Acupuncture is Important for Postsurgical Recovery

If you have had surgery or plan to have surgery, you are not alone, 51.4 million operations are performed each year in the United States (Shantha, 2014). Surgery is trauma to the body, that leaves the body with several side effects. After surgery, patients can experience pain, nausea, wounds, scar tissue, and immune suppression. Patients commonly are prescribed medication to help with pain and other side effects. There was a study done that tracked opioid use among 36,177 surgical patients who have never taken opioids previously. According to Dr. Chad Brummett, director of pain research at the University of Michigan Medical school, about 2,170 of the patients not using opioids before surgery continued to fill prescriptions for their opioid for three months after their surgery (Brummett, et al., 2017). In orthopedic surgery alone, there were 5.3 million surgeries in 2010. That number was estimated to grow to 6.6 million in 2020 (Dyrda, 2011). With Orthopedic surgery so prevalent, orthopedic surgeons are the third-highest prescribers of opioids in the United States (Morris & Mir, 2015). This is where supplementing with acupuncture can be advantageous. Acupuncture has several important healing mechanisms and should be included in your post-surgical recovery plan. 

Pain

Pain is one of the top reasons for acupuncture visits, especially for chronic pain. The World Health Organization recognizes acupuncture for its safe and effective results in treating pain. Insertion of an acupuncture needle stimulates the body's release of its natural pain killers, endorphins and enkephalins. A study was done on acupuncture in the emergency department for acute pain, this study concluded that acupuncture was as effective as intravenous morphine for acute pain. Seeking acupuncture after surgery for pain should be considered (Grissa, et al., 2016). Pain is a pervasive side effect after surgery; about 75% of patients experience moderate to severe pain after surgery (Wu, et al., 2016). The standard of care for pain after surgery is prescribing pain medication like opioids to patients. Pain medication, although can take care of the pain, comes with many side effects, including addiction, dizziness, nausea, decrease mobility, sedation, all of which can inhibit the patient's recovery. In the 2016 meta-analysis, a systematic review was published on the efficacy of acupuncture in postoperative pain management. This systematic review used thirteen studies in a total of 682 patients. The meta-analysis concluded that acupuncture was effective in reducing postoperative pain and decreases the use of analgesics one-day post-surgery (Wu, et al., 2016).

Healing

Acupuncture affects the local tissue from the moment the needle is inserted to help with healing and pain reduction. The needles trigger one of the body's most powerful vasodilators, which can also lead to the release of other neuropeptides. These chemicals have powerful therapeutic effects on local tissues. It was discovered that local neurochemical accumulation consists of prostaglandins, red blood cells, white blood cells, glutamate, Substance P, and serotonin (Corradino, 2017). These chemicals assist with the mitigation of pain, decrease in inflammation, increase in local circulation, help to fight infection, and promote healing of local areas (Corradino, 2017).

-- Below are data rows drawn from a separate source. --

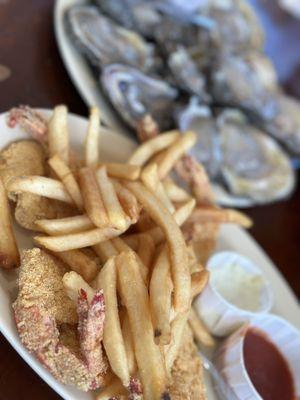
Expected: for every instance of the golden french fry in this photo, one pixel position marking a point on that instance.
(9, 253)
(203, 215)
(161, 297)
(171, 350)
(199, 281)
(41, 186)
(77, 240)
(200, 332)
(93, 202)
(174, 192)
(128, 201)
(66, 176)
(144, 223)
(128, 343)
(122, 246)
(63, 226)
(175, 152)
(146, 250)
(163, 218)
(91, 147)
(122, 171)
(80, 263)
(149, 177)
(114, 390)
(112, 336)
(156, 233)
(58, 133)
(115, 212)
(105, 250)
(145, 151)
(134, 295)
(73, 283)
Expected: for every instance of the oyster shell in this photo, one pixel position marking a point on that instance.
(248, 82)
(186, 73)
(138, 15)
(198, 118)
(253, 164)
(285, 126)
(135, 95)
(104, 42)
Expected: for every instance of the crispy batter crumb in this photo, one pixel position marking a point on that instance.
(40, 282)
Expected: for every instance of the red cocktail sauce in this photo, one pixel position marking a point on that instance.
(267, 368)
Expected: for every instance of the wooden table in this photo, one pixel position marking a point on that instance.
(38, 78)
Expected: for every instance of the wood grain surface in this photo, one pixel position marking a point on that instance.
(33, 73)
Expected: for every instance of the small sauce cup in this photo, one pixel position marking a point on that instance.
(230, 360)
(219, 315)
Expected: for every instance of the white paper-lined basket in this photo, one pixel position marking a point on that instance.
(220, 316)
(230, 360)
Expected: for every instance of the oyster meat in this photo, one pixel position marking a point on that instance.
(186, 73)
(104, 42)
(198, 117)
(248, 82)
(253, 164)
(285, 126)
(135, 95)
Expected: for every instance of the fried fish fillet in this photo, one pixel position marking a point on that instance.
(65, 337)
(187, 372)
(27, 157)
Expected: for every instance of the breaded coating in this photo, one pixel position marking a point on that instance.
(187, 372)
(40, 282)
(24, 157)
(27, 157)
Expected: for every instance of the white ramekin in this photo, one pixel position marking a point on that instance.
(220, 316)
(230, 361)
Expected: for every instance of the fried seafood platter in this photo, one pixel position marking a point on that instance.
(115, 254)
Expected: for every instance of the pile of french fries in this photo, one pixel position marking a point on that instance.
(149, 276)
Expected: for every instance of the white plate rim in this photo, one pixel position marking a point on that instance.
(246, 245)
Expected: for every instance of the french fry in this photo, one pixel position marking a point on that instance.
(199, 281)
(145, 151)
(66, 176)
(112, 336)
(77, 240)
(171, 350)
(128, 201)
(200, 332)
(93, 202)
(91, 146)
(156, 233)
(149, 177)
(80, 263)
(146, 250)
(175, 152)
(122, 171)
(114, 390)
(174, 192)
(122, 246)
(134, 295)
(180, 271)
(115, 212)
(63, 226)
(9, 253)
(105, 250)
(128, 343)
(40, 185)
(58, 133)
(203, 215)
(73, 283)
(160, 297)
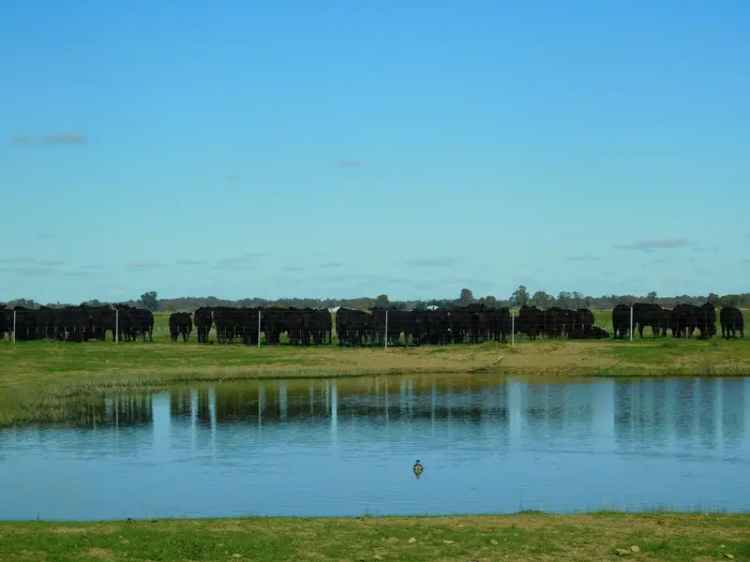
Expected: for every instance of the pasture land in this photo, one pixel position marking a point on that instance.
(525, 536)
(36, 377)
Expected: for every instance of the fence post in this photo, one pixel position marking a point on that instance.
(386, 328)
(631, 322)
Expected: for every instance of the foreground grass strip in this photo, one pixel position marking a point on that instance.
(528, 536)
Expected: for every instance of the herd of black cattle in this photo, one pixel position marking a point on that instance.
(471, 324)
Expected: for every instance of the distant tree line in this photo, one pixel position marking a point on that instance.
(520, 296)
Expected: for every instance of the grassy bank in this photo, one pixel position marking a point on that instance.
(605, 536)
(36, 376)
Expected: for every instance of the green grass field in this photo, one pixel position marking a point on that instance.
(36, 377)
(526, 536)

Another side effect that always comes with surgery is the formation of scar tissue. As mentioned earlier, surgery is a type of trauma to the body, and according to Dr. Janet Yueh, all trauma ends up causing inflammation and swelling of the tissues, and overtime that inflammation ends up being converted into scar tissue (Esposito, 2016). Although the target of surgery is to repair the area, sometimes excessive scar tissue builds up after surgery which can be detrimental to the area. There are several surgeries that require surgical revisions because too much scar tissue formed after surgery. Personally, this is something I have seen several times with patients. Scar tissue can leave a feeling of pain, soreness, and inhibit range of motion. In traditional Chinese Medicine, an acupuncturist will see a scar as a stagnation of qi and blood. Qi is the movement of energy, oxygen, and blood throughout the body. If there is a stagnation of qi and blood, pain will occur, and healing will not take place. Treating the stagnation of qi and blood with acupuncture can reduce pain and promote healing.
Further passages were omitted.